The Vector Layer: RisingWave Built-in Vector for Semantic Retrieval
Adding semantic search to agent context does not require a separate vector database. RisingWave includes a native vector(n) type, cosine similarity (<=>), L2 distance (<->), and HNSW indexing. The openai_embedding() function computes embeddings inline, inside a SQL query or materialized view definition.
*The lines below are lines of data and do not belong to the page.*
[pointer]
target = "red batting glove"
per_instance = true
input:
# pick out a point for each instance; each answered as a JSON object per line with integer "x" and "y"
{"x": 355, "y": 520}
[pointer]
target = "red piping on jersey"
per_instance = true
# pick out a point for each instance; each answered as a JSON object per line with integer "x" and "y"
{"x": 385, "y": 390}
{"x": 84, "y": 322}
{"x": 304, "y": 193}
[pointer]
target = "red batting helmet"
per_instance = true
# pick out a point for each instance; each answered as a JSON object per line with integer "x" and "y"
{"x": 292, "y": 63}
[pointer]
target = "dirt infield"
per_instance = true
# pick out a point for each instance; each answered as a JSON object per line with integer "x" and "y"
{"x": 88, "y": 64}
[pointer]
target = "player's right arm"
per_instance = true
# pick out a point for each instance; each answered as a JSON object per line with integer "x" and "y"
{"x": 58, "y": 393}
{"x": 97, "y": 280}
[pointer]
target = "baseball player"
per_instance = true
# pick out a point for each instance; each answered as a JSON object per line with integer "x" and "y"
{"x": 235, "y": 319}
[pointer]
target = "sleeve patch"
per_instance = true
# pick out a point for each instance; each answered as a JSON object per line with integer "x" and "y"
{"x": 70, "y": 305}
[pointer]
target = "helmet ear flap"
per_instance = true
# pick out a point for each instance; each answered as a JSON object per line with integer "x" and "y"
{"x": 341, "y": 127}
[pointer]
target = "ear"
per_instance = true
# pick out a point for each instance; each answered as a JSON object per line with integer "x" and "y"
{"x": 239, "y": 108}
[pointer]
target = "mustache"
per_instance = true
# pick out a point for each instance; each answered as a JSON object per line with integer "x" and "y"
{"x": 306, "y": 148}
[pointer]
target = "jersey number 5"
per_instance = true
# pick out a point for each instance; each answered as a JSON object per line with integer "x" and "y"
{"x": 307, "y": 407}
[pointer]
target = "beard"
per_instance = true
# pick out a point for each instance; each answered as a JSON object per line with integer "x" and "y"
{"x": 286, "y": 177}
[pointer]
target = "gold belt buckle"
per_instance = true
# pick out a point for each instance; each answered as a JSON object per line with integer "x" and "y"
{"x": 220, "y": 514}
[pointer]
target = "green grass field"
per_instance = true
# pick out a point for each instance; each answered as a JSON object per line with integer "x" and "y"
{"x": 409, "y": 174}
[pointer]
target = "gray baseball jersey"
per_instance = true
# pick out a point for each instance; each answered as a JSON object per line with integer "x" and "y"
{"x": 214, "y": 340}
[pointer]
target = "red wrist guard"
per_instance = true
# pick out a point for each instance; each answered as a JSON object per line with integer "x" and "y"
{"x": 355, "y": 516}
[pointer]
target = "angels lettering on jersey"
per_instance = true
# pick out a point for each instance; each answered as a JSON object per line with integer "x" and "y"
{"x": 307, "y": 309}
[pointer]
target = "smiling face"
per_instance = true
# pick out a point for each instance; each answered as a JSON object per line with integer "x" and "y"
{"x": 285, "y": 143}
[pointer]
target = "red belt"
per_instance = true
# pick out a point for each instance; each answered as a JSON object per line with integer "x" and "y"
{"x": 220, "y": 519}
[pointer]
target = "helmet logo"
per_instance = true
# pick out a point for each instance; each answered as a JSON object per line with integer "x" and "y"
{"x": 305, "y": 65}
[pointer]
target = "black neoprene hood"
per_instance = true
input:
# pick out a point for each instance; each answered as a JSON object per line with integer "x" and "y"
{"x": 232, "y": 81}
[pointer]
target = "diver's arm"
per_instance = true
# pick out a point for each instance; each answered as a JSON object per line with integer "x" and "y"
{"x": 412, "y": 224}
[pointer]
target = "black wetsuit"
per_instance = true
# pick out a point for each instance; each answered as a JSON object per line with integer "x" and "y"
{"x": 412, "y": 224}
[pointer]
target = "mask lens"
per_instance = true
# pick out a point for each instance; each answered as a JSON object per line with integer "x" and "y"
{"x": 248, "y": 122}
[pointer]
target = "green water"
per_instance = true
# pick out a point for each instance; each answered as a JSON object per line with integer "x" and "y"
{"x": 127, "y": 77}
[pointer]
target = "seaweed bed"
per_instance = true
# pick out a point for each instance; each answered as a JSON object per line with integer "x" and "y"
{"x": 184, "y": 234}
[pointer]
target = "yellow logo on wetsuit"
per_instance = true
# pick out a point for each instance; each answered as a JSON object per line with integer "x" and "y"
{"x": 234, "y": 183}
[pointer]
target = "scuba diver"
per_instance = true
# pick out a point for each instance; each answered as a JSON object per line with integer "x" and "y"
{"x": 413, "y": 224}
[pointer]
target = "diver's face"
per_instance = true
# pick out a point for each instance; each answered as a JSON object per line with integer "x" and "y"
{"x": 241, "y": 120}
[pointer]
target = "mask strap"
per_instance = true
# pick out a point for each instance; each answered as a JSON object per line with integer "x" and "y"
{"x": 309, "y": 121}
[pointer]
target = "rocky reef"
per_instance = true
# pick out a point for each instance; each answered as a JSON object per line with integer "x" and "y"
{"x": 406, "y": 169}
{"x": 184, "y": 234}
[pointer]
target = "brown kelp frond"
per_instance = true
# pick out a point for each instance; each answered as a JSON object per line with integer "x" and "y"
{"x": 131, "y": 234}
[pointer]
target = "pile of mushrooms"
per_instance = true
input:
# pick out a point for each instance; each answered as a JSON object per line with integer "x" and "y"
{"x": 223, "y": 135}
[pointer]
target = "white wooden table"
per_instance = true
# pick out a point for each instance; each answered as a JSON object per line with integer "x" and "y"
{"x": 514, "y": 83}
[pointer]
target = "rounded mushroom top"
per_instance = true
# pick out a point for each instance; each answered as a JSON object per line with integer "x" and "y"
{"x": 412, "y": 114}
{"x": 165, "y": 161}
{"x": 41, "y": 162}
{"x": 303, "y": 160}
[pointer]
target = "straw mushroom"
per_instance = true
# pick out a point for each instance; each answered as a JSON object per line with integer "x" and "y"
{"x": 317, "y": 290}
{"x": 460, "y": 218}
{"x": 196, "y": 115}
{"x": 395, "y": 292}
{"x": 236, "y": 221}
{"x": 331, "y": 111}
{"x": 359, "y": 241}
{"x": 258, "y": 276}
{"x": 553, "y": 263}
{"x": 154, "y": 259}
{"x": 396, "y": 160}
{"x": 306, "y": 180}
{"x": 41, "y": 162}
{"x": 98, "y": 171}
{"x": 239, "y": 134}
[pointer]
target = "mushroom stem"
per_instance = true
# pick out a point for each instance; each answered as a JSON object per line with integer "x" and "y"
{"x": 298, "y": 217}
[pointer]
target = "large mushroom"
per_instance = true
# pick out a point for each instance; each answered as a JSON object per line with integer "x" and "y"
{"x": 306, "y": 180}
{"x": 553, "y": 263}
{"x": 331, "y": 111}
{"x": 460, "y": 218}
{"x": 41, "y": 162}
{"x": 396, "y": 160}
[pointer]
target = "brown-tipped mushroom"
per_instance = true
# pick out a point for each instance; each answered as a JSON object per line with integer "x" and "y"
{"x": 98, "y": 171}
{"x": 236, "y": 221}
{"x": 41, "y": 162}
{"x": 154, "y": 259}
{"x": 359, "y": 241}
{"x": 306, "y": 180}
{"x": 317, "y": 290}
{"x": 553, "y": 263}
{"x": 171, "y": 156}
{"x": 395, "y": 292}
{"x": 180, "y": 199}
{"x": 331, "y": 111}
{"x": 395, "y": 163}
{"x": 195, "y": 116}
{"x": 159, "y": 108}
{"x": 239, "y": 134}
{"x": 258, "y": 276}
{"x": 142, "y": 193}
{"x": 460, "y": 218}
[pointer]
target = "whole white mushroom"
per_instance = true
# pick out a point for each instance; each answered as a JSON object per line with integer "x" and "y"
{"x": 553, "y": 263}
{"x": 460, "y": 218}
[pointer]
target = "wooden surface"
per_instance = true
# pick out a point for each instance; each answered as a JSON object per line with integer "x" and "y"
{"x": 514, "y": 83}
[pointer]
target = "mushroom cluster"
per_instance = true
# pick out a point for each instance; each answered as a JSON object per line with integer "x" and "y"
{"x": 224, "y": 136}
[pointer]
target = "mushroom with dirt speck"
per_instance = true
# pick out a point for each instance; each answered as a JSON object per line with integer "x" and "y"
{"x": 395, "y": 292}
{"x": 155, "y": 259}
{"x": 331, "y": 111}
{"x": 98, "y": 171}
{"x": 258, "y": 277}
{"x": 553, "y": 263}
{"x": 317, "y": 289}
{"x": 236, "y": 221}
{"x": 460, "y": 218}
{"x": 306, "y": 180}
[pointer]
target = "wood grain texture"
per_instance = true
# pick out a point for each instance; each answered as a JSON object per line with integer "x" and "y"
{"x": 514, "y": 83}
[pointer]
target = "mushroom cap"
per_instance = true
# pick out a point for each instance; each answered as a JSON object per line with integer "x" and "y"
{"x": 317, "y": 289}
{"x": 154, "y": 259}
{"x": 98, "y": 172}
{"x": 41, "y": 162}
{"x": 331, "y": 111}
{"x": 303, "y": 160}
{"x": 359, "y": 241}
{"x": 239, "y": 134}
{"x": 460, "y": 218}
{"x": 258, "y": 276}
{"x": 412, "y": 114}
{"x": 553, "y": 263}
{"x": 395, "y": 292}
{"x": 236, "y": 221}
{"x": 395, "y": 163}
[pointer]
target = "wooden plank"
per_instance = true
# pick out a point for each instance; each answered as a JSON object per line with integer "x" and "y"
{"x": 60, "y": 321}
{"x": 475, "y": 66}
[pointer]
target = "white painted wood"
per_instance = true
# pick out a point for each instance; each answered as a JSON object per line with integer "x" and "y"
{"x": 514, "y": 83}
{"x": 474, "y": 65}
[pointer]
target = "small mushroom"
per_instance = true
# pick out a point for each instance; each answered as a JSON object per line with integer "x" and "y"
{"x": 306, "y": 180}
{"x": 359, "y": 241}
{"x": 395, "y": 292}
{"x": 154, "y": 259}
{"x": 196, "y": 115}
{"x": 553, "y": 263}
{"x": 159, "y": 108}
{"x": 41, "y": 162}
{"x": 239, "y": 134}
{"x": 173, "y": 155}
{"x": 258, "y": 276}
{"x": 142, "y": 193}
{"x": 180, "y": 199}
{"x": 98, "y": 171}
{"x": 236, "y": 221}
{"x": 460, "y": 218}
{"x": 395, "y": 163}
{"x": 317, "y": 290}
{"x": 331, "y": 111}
This means you can maintain a materialized view that holds both structured fields and embedding vectors, updated continuously as source documents change. Agents can perform semantic retrieval against the same system they use for structured queries, using the same connection string and the same protocol.
The operational cost difference is significant. A separate vector database requires its own deployment, its own connection management, its own backup strategy, and its own scaling decisions. When your streaming database handles vector natively, that complexity disappears.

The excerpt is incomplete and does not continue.